Same-sex divorce and property division in British Columbia

On behalf of Peterson Stark Scott posted in Property Division on November 20, 2017.

Marriage is different in the 21st century and so is divorce. With same-sex marriage legal in Canada, same-sex spouses who are divorcing have similar issues to address. One of those concerns is property division. Laws affecting most marriage and family issues are put in place by individual provinces. In British Columbia same-sex couples have the same rights as heterosexual couples do when it comes to family law.

Most issues are determined by the legal status of the couple — were the partners legally married or in a common-law partnership? Upon divorce, property isn’t just divided in half. The simplest way of making that determination is when spouses agree upon who will get what.

If there is no marriage or partnership contract, property will be divided according to the family law rules of the province in which the couple resides. This rule applies to both same-sex and heterosexual married couples. There may some exceptions such as property that was gifted to one partner through an inheritance or property owned prior to the marriage.

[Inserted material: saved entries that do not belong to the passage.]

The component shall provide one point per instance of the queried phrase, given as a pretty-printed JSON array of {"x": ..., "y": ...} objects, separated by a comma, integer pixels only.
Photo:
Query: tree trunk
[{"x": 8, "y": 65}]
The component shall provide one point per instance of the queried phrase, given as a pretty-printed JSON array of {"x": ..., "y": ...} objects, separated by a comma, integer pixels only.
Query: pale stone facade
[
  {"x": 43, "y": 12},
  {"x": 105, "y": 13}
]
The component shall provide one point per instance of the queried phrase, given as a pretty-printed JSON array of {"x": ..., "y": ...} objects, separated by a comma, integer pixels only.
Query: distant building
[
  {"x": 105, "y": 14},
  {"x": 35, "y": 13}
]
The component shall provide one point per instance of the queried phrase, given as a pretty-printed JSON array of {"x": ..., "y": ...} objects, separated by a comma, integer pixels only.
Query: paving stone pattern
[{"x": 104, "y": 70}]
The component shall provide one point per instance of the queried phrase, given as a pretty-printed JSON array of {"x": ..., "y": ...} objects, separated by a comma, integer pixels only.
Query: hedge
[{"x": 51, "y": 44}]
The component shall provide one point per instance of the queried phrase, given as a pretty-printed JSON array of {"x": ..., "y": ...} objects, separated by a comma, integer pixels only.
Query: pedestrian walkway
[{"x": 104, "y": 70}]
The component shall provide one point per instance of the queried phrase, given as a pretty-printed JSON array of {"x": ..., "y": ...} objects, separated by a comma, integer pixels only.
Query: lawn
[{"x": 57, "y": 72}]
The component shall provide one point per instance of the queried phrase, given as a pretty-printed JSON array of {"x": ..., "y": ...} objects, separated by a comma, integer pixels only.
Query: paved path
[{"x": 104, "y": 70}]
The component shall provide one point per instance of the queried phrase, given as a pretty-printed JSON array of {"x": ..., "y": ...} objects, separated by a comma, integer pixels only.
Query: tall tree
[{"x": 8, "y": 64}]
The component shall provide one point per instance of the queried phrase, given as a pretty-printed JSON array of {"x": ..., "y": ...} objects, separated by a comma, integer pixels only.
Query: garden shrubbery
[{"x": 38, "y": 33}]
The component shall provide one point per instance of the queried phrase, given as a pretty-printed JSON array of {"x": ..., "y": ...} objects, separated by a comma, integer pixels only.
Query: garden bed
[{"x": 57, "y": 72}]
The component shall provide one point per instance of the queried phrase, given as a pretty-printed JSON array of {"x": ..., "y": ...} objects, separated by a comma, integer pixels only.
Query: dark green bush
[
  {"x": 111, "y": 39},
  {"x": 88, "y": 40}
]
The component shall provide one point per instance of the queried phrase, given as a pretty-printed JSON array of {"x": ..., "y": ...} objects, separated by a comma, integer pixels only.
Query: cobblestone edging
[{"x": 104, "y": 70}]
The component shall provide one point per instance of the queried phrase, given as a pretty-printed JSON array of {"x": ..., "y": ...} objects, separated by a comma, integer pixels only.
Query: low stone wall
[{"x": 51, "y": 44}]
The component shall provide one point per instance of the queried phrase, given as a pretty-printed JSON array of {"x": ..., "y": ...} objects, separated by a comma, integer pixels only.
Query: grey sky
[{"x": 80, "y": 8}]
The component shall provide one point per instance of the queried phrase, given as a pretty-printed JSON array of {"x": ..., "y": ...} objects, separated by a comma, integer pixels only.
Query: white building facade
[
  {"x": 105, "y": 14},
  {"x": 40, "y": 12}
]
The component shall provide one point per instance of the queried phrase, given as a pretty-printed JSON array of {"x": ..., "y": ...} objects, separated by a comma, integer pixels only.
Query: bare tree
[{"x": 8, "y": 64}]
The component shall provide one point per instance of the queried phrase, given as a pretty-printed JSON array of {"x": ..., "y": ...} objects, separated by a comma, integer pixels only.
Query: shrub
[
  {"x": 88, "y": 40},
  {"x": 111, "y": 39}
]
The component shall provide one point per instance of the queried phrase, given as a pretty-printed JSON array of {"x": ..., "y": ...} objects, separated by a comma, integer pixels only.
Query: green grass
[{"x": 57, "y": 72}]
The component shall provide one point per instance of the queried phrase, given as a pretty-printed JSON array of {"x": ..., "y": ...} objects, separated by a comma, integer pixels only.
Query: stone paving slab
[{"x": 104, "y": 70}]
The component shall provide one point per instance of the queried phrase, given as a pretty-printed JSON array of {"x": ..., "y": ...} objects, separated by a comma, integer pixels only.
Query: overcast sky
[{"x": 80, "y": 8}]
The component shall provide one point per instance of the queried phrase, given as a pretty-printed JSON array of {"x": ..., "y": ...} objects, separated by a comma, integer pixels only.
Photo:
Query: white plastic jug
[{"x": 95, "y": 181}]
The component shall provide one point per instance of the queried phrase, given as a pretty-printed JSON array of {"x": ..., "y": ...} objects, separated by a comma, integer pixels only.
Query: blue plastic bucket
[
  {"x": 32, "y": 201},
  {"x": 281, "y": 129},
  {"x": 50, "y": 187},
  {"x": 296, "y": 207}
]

If the issue does go to court, the value of all jointly owned property will be assessed. It is that property minus everything owned by each individual on the marriage date that is actually divided (with a few exceptions). Property division laws can be incredibly complicated and hard for some to understand. A British Columbia lawyer’s advice can be invaluable to a client trying the make property division determinations regardless of whether he or she is in a same-sex or a heterosexual union.